With Halloween upon us, a large number of people are taking this seasonal opportunity to go on ghost walks. While guided walks are an increasing part of the fabric of urban tourism in the UK every summer, Halloween offers an additional opportunity to embrace the spooky stories linked to British cities. It also presents a distinct opportunity to take teaching beyond the standard format of the lecture or seminar room and experiment with alternative ways of communicating and engaging with difficult topics.
In our research for “Spectral cities: Death and Living Memories in the Dark Tourism of British Ghost Walks” (in the upcoming November issue of the journal Urbanities) we found that ghost walks enabled guides to discuss the tragic histories of a city in a way that evaded the normal rules of “dark tourism” or “thanatourism” (Seaton 1996).
Across 14 tours based in London, Brighton, York and Edinburgh, we found that violent histories of Roman conquest, Elizabethan persecution of Catholics or deaths of children in Victorian workhouses were recounted in ways that bypassed the normal mournful, sombre and respectful tones of dark tourism.
Whether this took the form of light-hearted re-enactments with participants, the use of magic tricks or carefully crafted “Boo!” moments, the local historians, paranormal experts, actors and professional tour guides who run these walks use every trick in their arsenal to turn stories of real-life tragedies into engaging vignettes as part of a tour through a city’s history.
Grounding the tragedies in the fabric of the urban environment, the tours use humour, shock and grand drama to draw the audience in, and by recounting many deaths they breathe a city to life.
Ghost tours are part of the wider phenomenon of “dark tourism” – where tourists are drawn to a particular place due to its connection with tragic events. Ordinarily the gravity of these events demand mournful respect. Yet ghost walks misbehave and run contrary to this.
Some of this is to do with temporal distance – as is popularly noted, comedy is tragedy plus timing. But this is not quite a sufficient account; ghosts connected with the Second World War were among those encountered, while elsewhere tragedies relating to the war remain bound by the sombre conventions of dark tourism. Instead we find that the presence of ghosts adds an uncanny aspect that facilitates a shift into the realm of entertainment, and allows difficult histories to be diffused as they are recounted as “ghostly tales”.
In the absence of “ghosts” in higher education (although we’re sure many certainly haunt the corridors of some of our oldest institutions) we need to produce the uncanny ourselves if we are to perform the same trick of making resonant connections with our audience when introducing difficult topics that might otherwise demand expected cultural responses – such as seriousness or mournfulness.

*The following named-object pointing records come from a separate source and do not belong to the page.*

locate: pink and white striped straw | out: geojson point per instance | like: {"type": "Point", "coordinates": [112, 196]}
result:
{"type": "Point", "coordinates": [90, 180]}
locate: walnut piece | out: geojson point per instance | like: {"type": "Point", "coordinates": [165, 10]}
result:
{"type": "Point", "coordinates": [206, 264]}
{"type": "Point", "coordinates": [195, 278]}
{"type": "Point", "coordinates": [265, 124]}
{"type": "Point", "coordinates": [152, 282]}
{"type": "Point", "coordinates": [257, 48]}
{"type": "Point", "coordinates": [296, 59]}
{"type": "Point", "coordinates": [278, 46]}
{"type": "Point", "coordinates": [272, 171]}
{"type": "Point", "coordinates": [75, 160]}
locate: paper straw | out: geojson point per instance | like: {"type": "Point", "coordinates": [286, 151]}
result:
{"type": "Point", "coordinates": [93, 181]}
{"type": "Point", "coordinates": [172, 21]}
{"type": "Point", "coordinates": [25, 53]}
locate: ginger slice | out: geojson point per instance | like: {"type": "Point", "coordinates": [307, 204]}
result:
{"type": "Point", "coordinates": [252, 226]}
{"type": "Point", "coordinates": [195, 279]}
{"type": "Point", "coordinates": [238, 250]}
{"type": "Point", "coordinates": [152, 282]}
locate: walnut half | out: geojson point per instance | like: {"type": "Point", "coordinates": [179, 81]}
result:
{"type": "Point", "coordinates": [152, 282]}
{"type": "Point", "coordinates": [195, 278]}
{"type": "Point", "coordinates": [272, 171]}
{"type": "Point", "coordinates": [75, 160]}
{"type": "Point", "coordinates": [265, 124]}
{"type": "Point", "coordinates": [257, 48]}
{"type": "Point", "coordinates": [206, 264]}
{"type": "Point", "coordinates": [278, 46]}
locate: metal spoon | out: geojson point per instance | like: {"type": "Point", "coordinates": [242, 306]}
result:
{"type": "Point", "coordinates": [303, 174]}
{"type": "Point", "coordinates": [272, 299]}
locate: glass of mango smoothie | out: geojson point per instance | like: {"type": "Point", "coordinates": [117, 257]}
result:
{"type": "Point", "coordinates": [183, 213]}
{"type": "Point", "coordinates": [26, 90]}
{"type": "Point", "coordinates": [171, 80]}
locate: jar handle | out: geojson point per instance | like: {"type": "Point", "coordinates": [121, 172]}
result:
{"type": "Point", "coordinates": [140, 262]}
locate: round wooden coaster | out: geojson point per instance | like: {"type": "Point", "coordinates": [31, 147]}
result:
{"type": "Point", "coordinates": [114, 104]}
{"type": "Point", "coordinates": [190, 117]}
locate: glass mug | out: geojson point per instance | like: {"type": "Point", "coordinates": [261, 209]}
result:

We often feel bound by the format of reading/lecture/seminar or by the conventional manner of delivering PowerPoint lectures, yet it is so refreshing when we find ourselves outside that space.
There is a growing body of HE teaching that uses alternative approaches or subversive methods to bypass the ordinary rules for imparting knowledge. Like ghost tours they embrace place, movement and performance to more readily communicate and engage with their audience.
Les Back, professor of sociology at Goldsmiths, University of London, uses “walking tours”, where moving through the city is used to reflect on everything from the 2012 riots in southeast London to the New Cross fire of 1981.
In another direction, impact manager Kieran Fenby-Hulse’s Academic Cabaret demonstrates how we can flip the conventions of academic presentation if we take ourselves a bit less seriously and embrace performance in our communications.
Ghost walks hint at how conventions can be broken in order to actively engage our audience with the world we are trying to show them. They talk of victims of domestic violence, abandoned children in small attic rooms, bigamous marriages and secret relationships to frame cities as sites full of domestic outrage. And they build a sense of urban life that resonates with stereotypes about atomised individuals and decentralised lifestyles.
All this is made possible through the uncanny nature of ghosts – that focuses on the experience of being immersed in the city, or the spectacle of the narrator – a sleight of hand that allows different ways of learning about the past to slip in.
Bereft of our own handy apparitions, we might look instead to produce something uncanny, playing with conventions to push the boundaries of teaching in an attempt to conjure some chicanery of our own.
Gavin Weston and Helen Cornish are lecturers in anthropology at Goldsmiths, University of London. Justin Woodman is a senior lecturer and senior tutor in anthropology at Goldsmiths, and Natalie Djohari is a research associate in the school of international development at the University of East Anglia.